As a boy, I was interested in modelling and even more electronics, so I went to the electrical engineering secondary school in Ječná. Programming was my hobby in the 90s and I programmed simple games on ATARI 800XL. At Czech Technical University, to make my studies easier, I started programming macros for MS Office, then static web presentations, then dynamic, which gradually turned into the first version of Medor as part of my diploma thesis. When I went to secondary school, I saw myself more as an IT technician, which I still am in a way.
You are also a fan of alternative computer cooling.
I don’t even remember when I put the first water cooler on the CPU. You couldn’t buy them at that time, so I used an aquarium pump with an old car radiator. Today, many manufacturers provide this type of cooling and they have really beautiful parts from which you can build water cooling like a jigsaw puzzle. Although many people play with different diodes and turn a computer into a colourful circus, I personally focus on its main benefit, which is absolute silence. This is the biggest advantage of this solution. It doesn’t matter how demanding the game you play is or how rough you are with your hardware, your computer will always be quiet. Personally, I use a heat exchanger (cooler and pump) that is led out through the wall outside the residential space, so not only do I not hear any fan, but now in the winter I reach incredible temperatures around 20°C under load on the CPU.
Do you think it may be a trend that will affect the general public or will it be only for a few enthusiasts and experts?
The complexity of this solution certainly guarantees that this type of cooling will only be used by enthusiasts. There are compact solutions for CPU cooling, but they have lower efficiency, so they seem like a gimmick to me. Well, I’m not even going to comment on nitrogen, because that’s definitely a lab thing. But I think that oil immersion cooling has a future in server rooms, because it has much greater cooling efficiency with lower energy consumption. We will encounter this technology more and more often in server housing.
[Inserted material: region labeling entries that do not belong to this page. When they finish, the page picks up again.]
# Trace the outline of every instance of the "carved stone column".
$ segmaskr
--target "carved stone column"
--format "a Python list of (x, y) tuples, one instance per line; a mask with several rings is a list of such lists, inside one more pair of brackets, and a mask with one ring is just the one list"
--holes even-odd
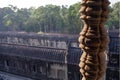
[(109, 38), (105, 30), (108, 18), (108, 0), (82, 0), (81, 19), (84, 23), (79, 42), (83, 54), (80, 58), (82, 80), (102, 80), (106, 71), (105, 50)]

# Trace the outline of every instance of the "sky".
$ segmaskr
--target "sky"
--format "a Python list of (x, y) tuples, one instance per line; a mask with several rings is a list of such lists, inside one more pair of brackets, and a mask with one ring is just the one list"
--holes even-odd
[[(72, 5), (74, 3), (80, 2), (81, 0), (0, 0), (0, 7), (7, 7), (9, 5), (16, 6), (18, 8), (30, 8), (39, 7), (47, 4), (53, 5)], [(111, 4), (118, 2), (120, 0), (109, 0)]]

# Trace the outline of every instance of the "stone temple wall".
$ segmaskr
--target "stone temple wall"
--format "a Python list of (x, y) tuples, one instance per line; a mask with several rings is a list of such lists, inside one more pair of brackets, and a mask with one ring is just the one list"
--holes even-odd
[(78, 47), (77, 37), (0, 32), (0, 43), (67, 49), (70, 41)]

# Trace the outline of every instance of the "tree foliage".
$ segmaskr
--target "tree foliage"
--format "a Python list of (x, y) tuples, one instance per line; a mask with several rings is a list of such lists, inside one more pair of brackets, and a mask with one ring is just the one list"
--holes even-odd
[[(119, 28), (120, 2), (110, 6), (109, 29)], [(46, 5), (38, 8), (0, 8), (0, 31), (56, 32), (79, 34), (80, 3), (71, 6)]]

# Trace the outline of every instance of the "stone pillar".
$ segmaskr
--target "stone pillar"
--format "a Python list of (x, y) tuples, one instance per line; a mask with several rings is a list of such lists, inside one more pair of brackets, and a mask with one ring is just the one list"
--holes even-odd
[(83, 54), (80, 58), (82, 80), (102, 80), (106, 71), (105, 50), (109, 38), (104, 27), (108, 18), (108, 0), (82, 0), (81, 19), (84, 27), (79, 42)]

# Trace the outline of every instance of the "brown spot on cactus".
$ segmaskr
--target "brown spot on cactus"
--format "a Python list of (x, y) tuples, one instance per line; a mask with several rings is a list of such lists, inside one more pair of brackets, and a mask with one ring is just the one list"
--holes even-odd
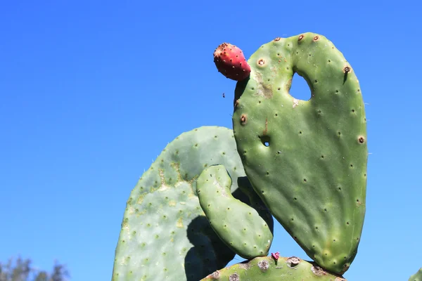
[(294, 268), (295, 266), (298, 265), (300, 263), (300, 259), (299, 259), (296, 256), (292, 256), (291, 258), (288, 258), (286, 261), (286, 263), (287, 263), (287, 266), (289, 268)]
[(242, 50), (229, 43), (223, 43), (215, 49), (214, 63), (219, 72), (235, 81), (243, 80), (250, 73)]
[(352, 68), (349, 65), (345, 65), (343, 69), (343, 73), (347, 74), (352, 72)]

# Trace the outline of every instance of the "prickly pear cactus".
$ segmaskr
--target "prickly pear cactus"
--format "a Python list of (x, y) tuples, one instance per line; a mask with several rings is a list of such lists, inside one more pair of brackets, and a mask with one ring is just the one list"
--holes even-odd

In addition to programming, cooling and data, you are interested in Eastern culture. What did you find attractive about it?
What I found probably the most interesting was the Japanese honour system. Personally, I value truthfulness, straightforwardness, loyalty and diligence. I play fair with everyone and I expect the same from the other side. A man’s handshake and promise is a commitment that shouldn’t be violated. I understand the need for paper contracts and the like, but for me the agreement is concluded by a handshake, and paper is only an administrative necessity. Despite the current crisis, we are doing well in the Czech Republic, and we should appreciate that. I think that the Czechs could work a little on their loyalty, and our diligence could improve too. There are, of course, notable exceptions as everywhere in the world. You can’t just lump all people together.